Modern democracy the American Constitution

"The Constitution was a carefully crafted charade constructed to obfuscate the true nature of power and politics in the Republic. " The framers of the American Constitution espoused the philosophy of Thomas Hobbes and the religion of John Calvin; these ideological dispositions strongly influenced the purpose of the Constitution. The Hobbesian view of man as an inherently selfish creature and the strong Calvinistic belief in the wickedness of man synthesize into an acutely cynical distrust of the unchecked common man.

Frequently invoked as the source of American democracy, the Constitution in its entirety is the converse: It is an essentially conservative device for the maintenance of the status of the gentry. The progressive historian Richard Hofstadter asserts in The American Political Tradition that democratic ideas lack appeal in the burgeoning privileged class (7). The members of the Constitutional Convention were, for the most part, privileged and affluent. Elbridge Gerry considered democracy "the worst of all political evils" (Hofstadter 6).

Gouverneur Morris, a leading figure of the Convention, held a clearly scornful view of the populace: "The mob begin to think and reason. Poor reptiles!… They bask in the sun, and ere noon they will bite, depend on it. The gentry begin to fear this" (Hofstadter 7). The framers did not have social and economic freedom in mind; they sought instead a "balanced government" in which vice must necessarily oppose vice for the sake of neutral order, however frustrated. The concept of checks and balances is likely to trigger mental associations with justice among the many Americans who equate the Constitution with democracy.

The system, however, was transplanted from Britain where it was enacted in such a way that the King, a House of Lords, and a House of Commons had to all consent before any legislative action. Britain has parted with this system and has left the House of Commons with the legislative influence.
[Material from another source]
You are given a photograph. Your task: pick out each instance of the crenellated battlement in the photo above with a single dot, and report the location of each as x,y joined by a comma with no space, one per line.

In the Constitutionally enacted system of checks and balances, radical legislative change is highly restricted; the framers bore this in mind, seeking to preserve the laws that economically favored them. The framers expected that the Federal government would curb the sweep of the popular majority.

This is clearly reinforced in the conservative structure of the Senate. Until the Seventeenth Amendment's passage into the constitution in 1913, senators were elected not by popular vote but by state legislatures. Each state is represented by two senators, effectively bringing about highly uneven representation with regard to population. This disparity regardless, the Senate is invested with great power in the American government: It is wholly and compulsorily decisive in the confirmation of the President's cabinet and judicial appointments.

The popular election of the President, furthermore, is confounded by the Electoral College, which often allows for the highest voted candidate to fail to be elected as President. The nationalist James Madison who has acquired the appellation of "the Father of the Constitution" made the intentions of the Constitution manifest in his Journal of the Philadelphia Convention. On June 6, 1787, he wrote: Where a majority are united by a common sentiment, and have an opportunity, the rights of the minor party become insecure.

In a republican government the majority, if united, have always an opportunity. The only remedy is to enlarge the sphere and thereby divide the community into so great a number of interests and parties that, in the first place, a majority will not be likely, at the same moment, to have a common interest separate from that of the whole, or of the minority; and, in the second place, that, in case they should have such an interest, they may not be so apt to unite in the pursuit of it.

Madison is clearly opposed to rule by majority, yielding only when the consent of the majority is in accord with the minor factions. The constitutionalists' concepts of government were based solely on property. In the eyes of the framers, the yeomen's possession of modest plots of property gave them adequate financial dedication to society to be responsible, governed citizens. Hofstadter writes: "…

When they spoke of the necessity of founding government upon the consent of 'the people,' it was only these small property-holders that they had in mind" (18). The inherently conservative structure behind the Constitution – observable in the system of checks and balances and in the disproportionate influence invested in the Senate – coupled with the aristocratic prejudice of its framers reveal the document to be less an instrument of democracy than one of economic opportunism and social control.

"Yet, curiously, their general satisfaction with the Constitution together with their growing nationalism made Americans deeply reverent of the founding generation" (Hofstadter 19). As a result, Americans have increasingly failed to notice the flagrant discrepancy between the values of the crafters of the Constitution and those of the American political mainstream regarding democracy.